[Python-Dev] Unicode debate
Christopher Petrilli
petrilli@amber.org
Thu, 27 Apr 2000 12:48:16 -0400
Guido van Rossum [guido@python.org] wrote:
> I've heard a few people claim that strings should always be considered
> to contain "characters" and that there should be one character per
> string element. I've also heard a clamoring that there should only be
> one string type. You folks have never used Asian encodings. In
> countries like Japan, China and Korea, encodings are a fact of life,
> and the most popular encodings are ASCII supersets that use a variable
> number of bytes per character, just like UTF-8. Each country or
> language uses different encodings, even though their characters look
> mostly the same to western eyes. UTF-8 and Unicode is having a hard
> time getting adopted in these countries because most software that
> people use deals only with the local encodings. (Sounds familiar?)
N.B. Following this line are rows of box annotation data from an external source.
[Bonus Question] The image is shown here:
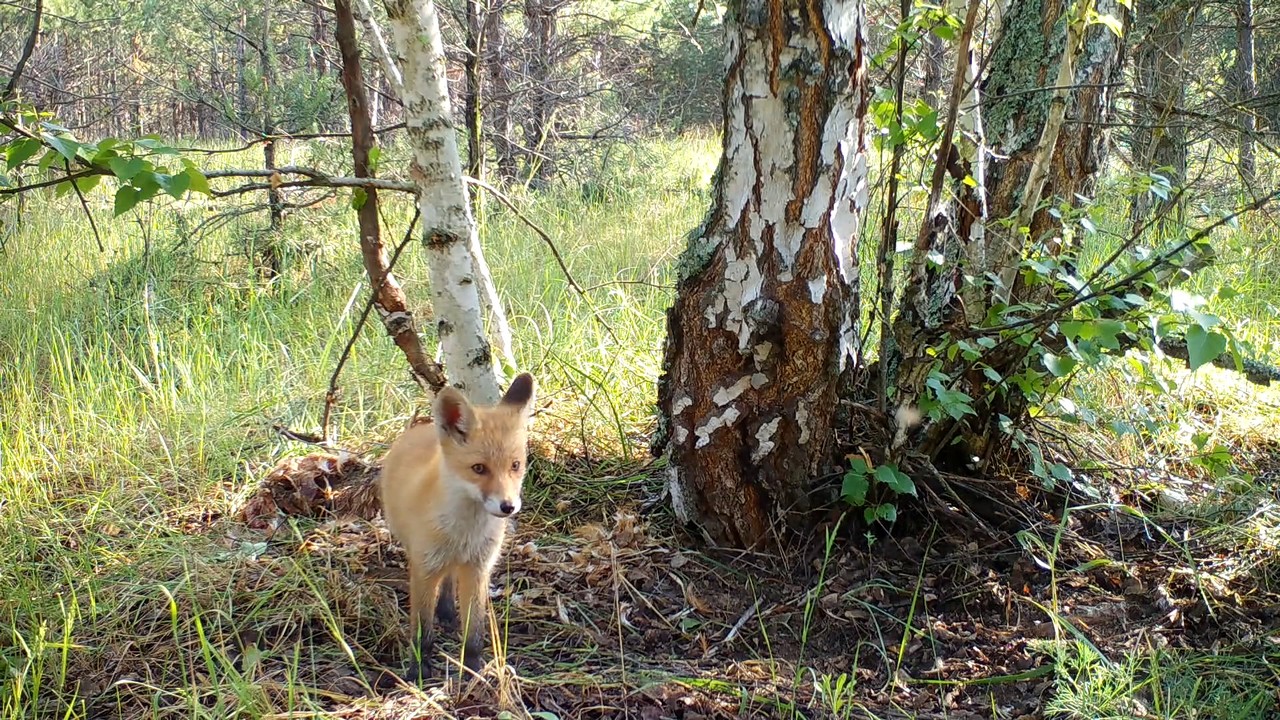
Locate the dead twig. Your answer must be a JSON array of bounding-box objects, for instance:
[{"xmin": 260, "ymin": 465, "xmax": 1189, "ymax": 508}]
[
  {"xmin": 320, "ymin": 209, "xmax": 422, "ymax": 442},
  {"xmin": 465, "ymin": 177, "xmax": 620, "ymax": 342}
]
Actually a bigger concern that we hear from our customers in Japan is
that Unicode has *serious* problems in asian languages. Theey took
the "unification" of Chinese and Japanese, rather than both, and
therefore can not represent los of phrases quite right. I can have
someone write up a better dscription, but I was told by several
Japanese people that they wouldn't use Unicode come hell or high
water, basically.
Basically it's JJIS, Shift-JIS or nothing for most Japanese
companies. This was my experience working with Konica a few years ago
as well.
Chris
--
| Christopher Petrilli
| petrilli@amber.org